Il y a un coup de génie là dessous. Si Hervé peut aller aussi vite, c’est parce qu’il fait du « co développement ». Non seulement il coédite ses livres, mais ceux-ci sont un recueil d’articles d’experts. Ils profitent donc d’une sorte de recherche « en parallèle ». Et le rôle d’Hervé peut se limiter (mais il faut du talent pour cela) à repérer l’émergence de tendances et de leaders de ces tendances. (Je crois que cette idée de codéveloppement a un grand avenir. Elle est le contrepoison aux tactiques des services achats, diviser pour régner, et standardiser = mort de la créativité. Mais c’est une autre histoire.)
Ce qui m’a peut-être le plus surpris, c’est la dédicace d’Hervé. Je suis « le Jourdain du digital » dit-elle. Et s’il avait raison ? ai-je fini par me demander. Le dispositif que j’ai adopté est en accord avec ses idées. Comme il le dit, non seulement le blog n’est pas mort, mais il joue un rôle central dans une communication numérique. Le mien stocke mes réactions aux événements qui m’assaillent. Ses billets alimentent automatiquement Facebook et Twitter. Et un peu moins automatiquement Google+ et plusieurs groupes de linkedin. Surtout, ils servent de base à mes articles et à mes livres. Qu’est-ce que cela m’apporte ? Un plaisir purement intellectuel. Et tout ce plaisir vient d’une forme de discipline. Un exemple : l’écriture d’un article. Un article doit être court, frappant, évident. Il doit apporter du neuf, voire du révolutionnaire, sans susciter le rejet. Attention à ne pas rajouter au stress ambiant ! Extraordinaire exercice d’humilité. Mais contrainte créative, qui condamne la paresse. Idem pour la réalisation d’une vidéo. En un temps court (idéalement moins d’une minute), elle doit faire passer un message décisif.

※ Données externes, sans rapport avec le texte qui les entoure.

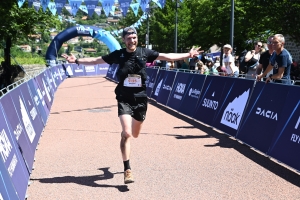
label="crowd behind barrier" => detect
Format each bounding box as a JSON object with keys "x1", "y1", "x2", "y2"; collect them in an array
[
  {"x1": 106, "y1": 65, "x2": 300, "y2": 175},
  {"x1": 0, "y1": 63, "x2": 109, "y2": 199}
]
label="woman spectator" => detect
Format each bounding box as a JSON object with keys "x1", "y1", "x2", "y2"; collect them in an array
[{"x1": 244, "y1": 41, "x2": 262, "y2": 79}]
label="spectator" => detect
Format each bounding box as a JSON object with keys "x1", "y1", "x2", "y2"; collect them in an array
[
  {"x1": 222, "y1": 44, "x2": 239, "y2": 77},
  {"x1": 196, "y1": 61, "x2": 208, "y2": 74},
  {"x1": 257, "y1": 34, "x2": 292, "y2": 85},
  {"x1": 206, "y1": 59, "x2": 218, "y2": 75},
  {"x1": 179, "y1": 60, "x2": 189, "y2": 69},
  {"x1": 244, "y1": 41, "x2": 262, "y2": 79},
  {"x1": 189, "y1": 57, "x2": 198, "y2": 70},
  {"x1": 256, "y1": 35, "x2": 274, "y2": 78},
  {"x1": 214, "y1": 56, "x2": 220, "y2": 68}
]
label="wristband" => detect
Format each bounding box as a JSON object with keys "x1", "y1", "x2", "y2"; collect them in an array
[{"x1": 75, "y1": 59, "x2": 79, "y2": 65}]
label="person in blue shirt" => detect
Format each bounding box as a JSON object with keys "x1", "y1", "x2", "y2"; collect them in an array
[{"x1": 256, "y1": 34, "x2": 292, "y2": 84}]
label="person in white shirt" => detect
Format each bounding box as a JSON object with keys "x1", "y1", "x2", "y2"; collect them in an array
[{"x1": 222, "y1": 44, "x2": 239, "y2": 77}]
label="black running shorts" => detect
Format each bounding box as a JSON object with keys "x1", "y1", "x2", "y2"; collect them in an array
[{"x1": 117, "y1": 97, "x2": 148, "y2": 121}]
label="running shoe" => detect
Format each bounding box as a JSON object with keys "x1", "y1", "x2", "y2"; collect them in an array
[{"x1": 124, "y1": 169, "x2": 134, "y2": 184}]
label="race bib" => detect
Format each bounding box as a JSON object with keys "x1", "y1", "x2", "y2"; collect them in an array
[{"x1": 123, "y1": 74, "x2": 142, "y2": 87}]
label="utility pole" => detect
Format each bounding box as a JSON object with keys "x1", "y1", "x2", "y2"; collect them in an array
[
  {"x1": 230, "y1": 0, "x2": 234, "y2": 52},
  {"x1": 174, "y1": 0, "x2": 178, "y2": 53}
]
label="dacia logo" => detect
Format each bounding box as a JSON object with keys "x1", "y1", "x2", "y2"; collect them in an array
[
  {"x1": 255, "y1": 107, "x2": 278, "y2": 120},
  {"x1": 176, "y1": 83, "x2": 186, "y2": 94},
  {"x1": 120, "y1": 53, "x2": 124, "y2": 58}
]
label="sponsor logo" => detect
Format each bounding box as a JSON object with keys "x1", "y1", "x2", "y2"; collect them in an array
[
  {"x1": 0, "y1": 129, "x2": 12, "y2": 163},
  {"x1": 14, "y1": 124, "x2": 23, "y2": 141},
  {"x1": 162, "y1": 84, "x2": 172, "y2": 91},
  {"x1": 290, "y1": 116, "x2": 300, "y2": 144},
  {"x1": 56, "y1": 3, "x2": 63, "y2": 7},
  {"x1": 154, "y1": 79, "x2": 163, "y2": 96},
  {"x1": 75, "y1": 67, "x2": 83, "y2": 73},
  {"x1": 76, "y1": 26, "x2": 92, "y2": 35},
  {"x1": 189, "y1": 88, "x2": 201, "y2": 99},
  {"x1": 202, "y1": 92, "x2": 218, "y2": 110},
  {"x1": 255, "y1": 107, "x2": 278, "y2": 120},
  {"x1": 20, "y1": 96, "x2": 36, "y2": 143},
  {"x1": 175, "y1": 83, "x2": 186, "y2": 94},
  {"x1": 87, "y1": 5, "x2": 96, "y2": 9},
  {"x1": 220, "y1": 89, "x2": 250, "y2": 130},
  {"x1": 85, "y1": 66, "x2": 95, "y2": 73},
  {"x1": 8, "y1": 154, "x2": 17, "y2": 177},
  {"x1": 120, "y1": 53, "x2": 124, "y2": 58}
]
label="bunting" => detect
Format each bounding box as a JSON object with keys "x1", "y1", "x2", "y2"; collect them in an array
[
  {"x1": 110, "y1": 5, "x2": 116, "y2": 16},
  {"x1": 159, "y1": 0, "x2": 166, "y2": 8},
  {"x1": 55, "y1": 0, "x2": 67, "y2": 15},
  {"x1": 48, "y1": 2, "x2": 57, "y2": 15},
  {"x1": 17, "y1": 0, "x2": 26, "y2": 8},
  {"x1": 102, "y1": 0, "x2": 114, "y2": 17},
  {"x1": 119, "y1": 0, "x2": 132, "y2": 17},
  {"x1": 64, "y1": 4, "x2": 72, "y2": 15},
  {"x1": 94, "y1": 6, "x2": 102, "y2": 16},
  {"x1": 69, "y1": 0, "x2": 82, "y2": 16},
  {"x1": 28, "y1": 0, "x2": 34, "y2": 8},
  {"x1": 41, "y1": 0, "x2": 50, "y2": 12},
  {"x1": 130, "y1": 3, "x2": 139, "y2": 17},
  {"x1": 33, "y1": 0, "x2": 41, "y2": 12},
  {"x1": 85, "y1": 0, "x2": 99, "y2": 17},
  {"x1": 139, "y1": 0, "x2": 149, "y2": 12},
  {"x1": 79, "y1": 5, "x2": 88, "y2": 14}
]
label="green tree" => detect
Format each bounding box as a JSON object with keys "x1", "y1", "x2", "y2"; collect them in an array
[{"x1": 0, "y1": 1, "x2": 60, "y2": 66}]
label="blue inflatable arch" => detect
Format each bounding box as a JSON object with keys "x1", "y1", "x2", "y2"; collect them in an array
[{"x1": 46, "y1": 25, "x2": 121, "y2": 66}]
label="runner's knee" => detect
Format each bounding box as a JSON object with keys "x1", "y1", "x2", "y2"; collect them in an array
[{"x1": 121, "y1": 131, "x2": 132, "y2": 138}]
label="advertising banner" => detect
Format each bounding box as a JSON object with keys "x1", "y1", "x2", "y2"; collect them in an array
[
  {"x1": 84, "y1": 65, "x2": 97, "y2": 76},
  {"x1": 155, "y1": 70, "x2": 177, "y2": 105},
  {"x1": 27, "y1": 79, "x2": 49, "y2": 125},
  {"x1": 111, "y1": 64, "x2": 119, "y2": 82},
  {"x1": 267, "y1": 86, "x2": 300, "y2": 171},
  {"x1": 177, "y1": 74, "x2": 206, "y2": 117},
  {"x1": 106, "y1": 64, "x2": 119, "y2": 81},
  {"x1": 212, "y1": 78, "x2": 255, "y2": 136},
  {"x1": 50, "y1": 66, "x2": 62, "y2": 87},
  {"x1": 151, "y1": 70, "x2": 166, "y2": 101},
  {"x1": 34, "y1": 74, "x2": 53, "y2": 110},
  {"x1": 13, "y1": 83, "x2": 44, "y2": 148},
  {"x1": 58, "y1": 65, "x2": 67, "y2": 80},
  {"x1": 72, "y1": 64, "x2": 85, "y2": 77},
  {"x1": 145, "y1": 68, "x2": 159, "y2": 97},
  {"x1": 0, "y1": 94, "x2": 35, "y2": 173},
  {"x1": 0, "y1": 103, "x2": 29, "y2": 200},
  {"x1": 0, "y1": 157, "x2": 19, "y2": 200},
  {"x1": 236, "y1": 82, "x2": 289, "y2": 154},
  {"x1": 45, "y1": 68, "x2": 58, "y2": 93},
  {"x1": 167, "y1": 72, "x2": 192, "y2": 111},
  {"x1": 192, "y1": 76, "x2": 227, "y2": 126},
  {"x1": 63, "y1": 64, "x2": 74, "y2": 77},
  {"x1": 96, "y1": 63, "x2": 109, "y2": 75}
]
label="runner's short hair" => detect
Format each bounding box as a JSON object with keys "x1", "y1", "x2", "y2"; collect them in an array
[{"x1": 122, "y1": 27, "x2": 137, "y2": 37}]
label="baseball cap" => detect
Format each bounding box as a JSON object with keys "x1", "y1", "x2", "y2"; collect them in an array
[
  {"x1": 223, "y1": 44, "x2": 232, "y2": 49},
  {"x1": 122, "y1": 27, "x2": 137, "y2": 37}
]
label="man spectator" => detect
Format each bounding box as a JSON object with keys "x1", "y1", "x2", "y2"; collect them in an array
[
  {"x1": 256, "y1": 34, "x2": 292, "y2": 84},
  {"x1": 189, "y1": 56, "x2": 198, "y2": 70},
  {"x1": 256, "y1": 35, "x2": 274, "y2": 78}
]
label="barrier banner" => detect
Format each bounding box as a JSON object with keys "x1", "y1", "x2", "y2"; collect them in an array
[
  {"x1": 0, "y1": 157, "x2": 19, "y2": 200},
  {"x1": 27, "y1": 79, "x2": 49, "y2": 125},
  {"x1": 58, "y1": 65, "x2": 67, "y2": 80},
  {"x1": 0, "y1": 103, "x2": 29, "y2": 200},
  {"x1": 1, "y1": 91, "x2": 35, "y2": 173},
  {"x1": 106, "y1": 64, "x2": 119, "y2": 81},
  {"x1": 96, "y1": 63, "x2": 109, "y2": 75},
  {"x1": 151, "y1": 70, "x2": 166, "y2": 101},
  {"x1": 145, "y1": 67, "x2": 159, "y2": 97},
  {"x1": 267, "y1": 86, "x2": 300, "y2": 171},
  {"x1": 84, "y1": 65, "x2": 97, "y2": 76},
  {"x1": 35, "y1": 73, "x2": 53, "y2": 110},
  {"x1": 106, "y1": 64, "x2": 113, "y2": 79},
  {"x1": 72, "y1": 64, "x2": 85, "y2": 77},
  {"x1": 192, "y1": 76, "x2": 227, "y2": 126},
  {"x1": 155, "y1": 70, "x2": 177, "y2": 105},
  {"x1": 50, "y1": 66, "x2": 63, "y2": 87},
  {"x1": 63, "y1": 63, "x2": 74, "y2": 77},
  {"x1": 212, "y1": 78, "x2": 254, "y2": 136},
  {"x1": 111, "y1": 64, "x2": 119, "y2": 82},
  {"x1": 15, "y1": 83, "x2": 44, "y2": 147},
  {"x1": 41, "y1": 71, "x2": 55, "y2": 103},
  {"x1": 167, "y1": 72, "x2": 192, "y2": 111},
  {"x1": 45, "y1": 69, "x2": 58, "y2": 92},
  {"x1": 236, "y1": 82, "x2": 289, "y2": 153}
]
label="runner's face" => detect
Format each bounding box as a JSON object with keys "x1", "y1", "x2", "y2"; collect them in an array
[{"x1": 123, "y1": 33, "x2": 138, "y2": 52}]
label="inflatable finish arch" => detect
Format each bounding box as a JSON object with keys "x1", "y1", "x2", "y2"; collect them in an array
[{"x1": 46, "y1": 25, "x2": 122, "y2": 66}]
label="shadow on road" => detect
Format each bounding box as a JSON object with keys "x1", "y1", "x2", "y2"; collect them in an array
[
  {"x1": 30, "y1": 167, "x2": 129, "y2": 192},
  {"x1": 148, "y1": 99, "x2": 300, "y2": 187}
]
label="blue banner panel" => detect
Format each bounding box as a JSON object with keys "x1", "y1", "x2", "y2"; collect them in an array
[
  {"x1": 72, "y1": 64, "x2": 85, "y2": 77},
  {"x1": 156, "y1": 70, "x2": 177, "y2": 105},
  {"x1": 212, "y1": 78, "x2": 255, "y2": 136},
  {"x1": 178, "y1": 74, "x2": 206, "y2": 117},
  {"x1": 58, "y1": 65, "x2": 67, "y2": 80},
  {"x1": 0, "y1": 102, "x2": 29, "y2": 200},
  {"x1": 84, "y1": 65, "x2": 97, "y2": 76},
  {"x1": 236, "y1": 82, "x2": 289, "y2": 153},
  {"x1": 192, "y1": 76, "x2": 227, "y2": 126},
  {"x1": 35, "y1": 74, "x2": 53, "y2": 111},
  {"x1": 145, "y1": 68, "x2": 159, "y2": 97},
  {"x1": 50, "y1": 66, "x2": 63, "y2": 87},
  {"x1": 106, "y1": 64, "x2": 119, "y2": 81},
  {"x1": 0, "y1": 157, "x2": 19, "y2": 200},
  {"x1": 167, "y1": 72, "x2": 192, "y2": 111},
  {"x1": 45, "y1": 68, "x2": 58, "y2": 92},
  {"x1": 267, "y1": 86, "x2": 300, "y2": 171},
  {"x1": 63, "y1": 64, "x2": 74, "y2": 77},
  {"x1": 151, "y1": 70, "x2": 166, "y2": 101},
  {"x1": 1, "y1": 91, "x2": 35, "y2": 173},
  {"x1": 96, "y1": 63, "x2": 109, "y2": 75},
  {"x1": 15, "y1": 83, "x2": 44, "y2": 148},
  {"x1": 106, "y1": 64, "x2": 113, "y2": 79},
  {"x1": 27, "y1": 79, "x2": 49, "y2": 125}
]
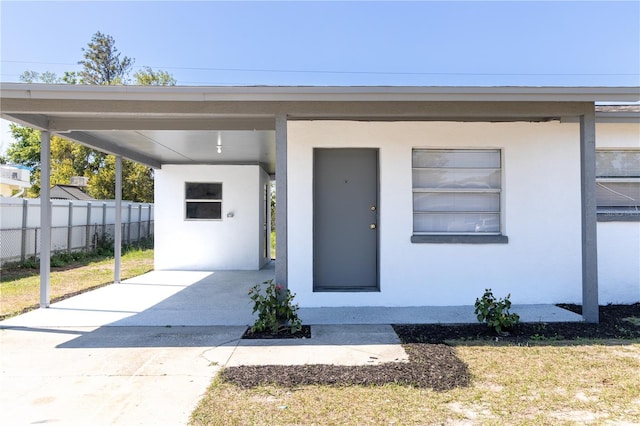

Tout ceci montre peut-être l’attitude qu’il faut avoir vis-à-vis d’une innovation. Il ne faut ni la refuser, de toute manière elle est là pour rester, ni l’adopter sans réflexion. Il faut expérimenter. Se tromper pour réussir. Cela demande du temps. Mais il ne faut pas avoir peur d’être lent. Car, je constate que le « progrès » l’est aussi.